James Dick was born c. 1743 in Forres, County of Moray. His father was Alexander Dick, a shoemaker who sat on the Forres town council. Dick grew up in a house on Forres' High Street, and studied at a grammar school in Rafford while herding cattle during the summer break. Alexander employed him as his bookkeeper; while in this position, he fell in love with the family's domestic servant and desired to marry her. Due to his parents' objections, Dick left Scotland in 1762 at the age of 19 and travelled to the West Indies. He settled down in Kingston, Jamaica and found work as a clerk in a local merchant house.

==Slavery==

Alongside his brother John, Dick established a business importing produce from Jamaica to London. During his time in Jamaica, he became involved in the Atlantic slave trade, being involved in the sale of more than 500 slaves imported from Africa in 1779 alone. After twenty years of working in Jamaica, Dick transferred his share of the business to John and returned to London a wealthy man. John sold the business when he retired and returned to Scotland, where he suddenly fell ill and died. As a result, John's fortune passed into Dick's control, further increasing his wealth before he died c. 1828.

==Dick Bequest==

After providing for his daughter, Dick left £113,787 in his will for the establishment of a bequest to assist education institutions and their staff members in Aberdeenshire, Banffshire and the County of Moray. In his will, which further stipulated that a thirteen-person board of governors would be established to manage the bequest, Dick wrote that it was

my wish to form a fund for the benefit of that neglected though useful class of men, and to add to their present trifling salaries.
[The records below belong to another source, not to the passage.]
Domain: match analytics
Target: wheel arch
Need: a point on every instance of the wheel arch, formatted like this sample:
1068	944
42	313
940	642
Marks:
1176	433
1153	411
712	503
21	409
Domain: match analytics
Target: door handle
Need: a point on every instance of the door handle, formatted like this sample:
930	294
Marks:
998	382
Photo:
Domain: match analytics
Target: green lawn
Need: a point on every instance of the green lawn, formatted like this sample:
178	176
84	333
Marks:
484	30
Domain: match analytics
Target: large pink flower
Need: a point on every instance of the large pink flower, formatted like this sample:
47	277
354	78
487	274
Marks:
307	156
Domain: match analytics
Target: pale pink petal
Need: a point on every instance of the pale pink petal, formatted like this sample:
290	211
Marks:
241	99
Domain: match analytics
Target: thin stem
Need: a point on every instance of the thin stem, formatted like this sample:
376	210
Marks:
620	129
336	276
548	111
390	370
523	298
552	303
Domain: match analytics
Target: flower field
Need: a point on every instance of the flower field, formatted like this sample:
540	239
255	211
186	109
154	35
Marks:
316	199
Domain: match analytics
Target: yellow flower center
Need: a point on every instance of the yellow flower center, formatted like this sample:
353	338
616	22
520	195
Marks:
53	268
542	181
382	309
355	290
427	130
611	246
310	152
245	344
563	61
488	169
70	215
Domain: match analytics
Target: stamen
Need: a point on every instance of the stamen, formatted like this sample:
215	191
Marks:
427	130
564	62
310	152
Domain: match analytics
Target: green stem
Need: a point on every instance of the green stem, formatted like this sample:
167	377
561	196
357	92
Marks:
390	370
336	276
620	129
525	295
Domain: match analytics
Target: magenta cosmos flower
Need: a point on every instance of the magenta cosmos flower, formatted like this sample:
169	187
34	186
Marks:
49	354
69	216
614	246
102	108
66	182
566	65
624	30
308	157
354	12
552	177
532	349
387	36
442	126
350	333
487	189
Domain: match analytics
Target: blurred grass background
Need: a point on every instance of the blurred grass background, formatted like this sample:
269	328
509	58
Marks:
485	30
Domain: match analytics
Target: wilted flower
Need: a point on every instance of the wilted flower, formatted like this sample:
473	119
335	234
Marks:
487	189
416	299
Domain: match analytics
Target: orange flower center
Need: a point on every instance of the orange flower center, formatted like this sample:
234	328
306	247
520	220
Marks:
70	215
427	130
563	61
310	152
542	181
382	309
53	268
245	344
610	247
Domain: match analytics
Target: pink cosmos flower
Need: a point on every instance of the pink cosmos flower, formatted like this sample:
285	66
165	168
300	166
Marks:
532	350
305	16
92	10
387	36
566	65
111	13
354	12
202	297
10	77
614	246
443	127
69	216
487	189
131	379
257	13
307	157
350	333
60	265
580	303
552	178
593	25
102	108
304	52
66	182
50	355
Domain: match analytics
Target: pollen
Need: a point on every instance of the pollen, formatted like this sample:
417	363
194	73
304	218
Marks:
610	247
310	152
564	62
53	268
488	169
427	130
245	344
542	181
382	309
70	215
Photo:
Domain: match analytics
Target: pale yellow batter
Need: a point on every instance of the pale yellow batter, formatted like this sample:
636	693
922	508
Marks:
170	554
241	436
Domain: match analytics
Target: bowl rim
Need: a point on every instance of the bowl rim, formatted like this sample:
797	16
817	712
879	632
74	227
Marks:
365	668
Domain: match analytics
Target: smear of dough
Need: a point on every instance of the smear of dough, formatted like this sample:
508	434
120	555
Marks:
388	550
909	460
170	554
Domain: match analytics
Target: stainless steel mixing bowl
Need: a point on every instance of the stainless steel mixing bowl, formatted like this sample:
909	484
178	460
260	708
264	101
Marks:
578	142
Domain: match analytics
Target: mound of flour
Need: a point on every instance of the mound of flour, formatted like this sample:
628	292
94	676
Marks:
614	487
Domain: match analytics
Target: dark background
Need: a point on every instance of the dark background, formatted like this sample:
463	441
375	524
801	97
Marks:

Most Scottish teachers were university graduates who taught while waiting to become a clergyman. Dick aimed to use his bequest to encourage them to remain as teachers. By 1833, the Dick Bequest's endowment yielded between £3,300 and £5,500 annually, growing it to around £200,000. Its funds were administered by trustees from to the Society of Writers to His Majesty's Signet; applicants were rigorously examined for suitability and were required to be proficient in teaching classical languages, humanities, mathematics and science, and those were successful had their salaries doubled. The Education (Scotland) Act 1872 changed how the Dick Bequest's grants were dispensed by ensuring that endowments were transferred to school boards. In their third report on endowed schools, a royal commission stated that

any fund has done so much good... no fund that has produced a shilling's worth for a shilling so fully as the Dick Bequest.

From 1856 to 1907, Scottish educator Simon Somerville Laurie served as the secretary to the Dick Bequest. In 1928, a group of beneficiaries of the bequest marked the anniversary of Dick's death by erecting a memorial in Forres dedicated to him. In recent years, the bequest has become controversial due to Dick's involvement in the slave trade. On 2 February 2023, the Moray Council voted to cut ties with the Dick Bequest due to Dick's slave-trading activities, removing a council member who was then sitting on the board of governors. A number of historians also urged the First Minister of Scotland, Humza Yousaf, to intervene and use the bequest's funds as reparations for slavery by sending it to Jamaica.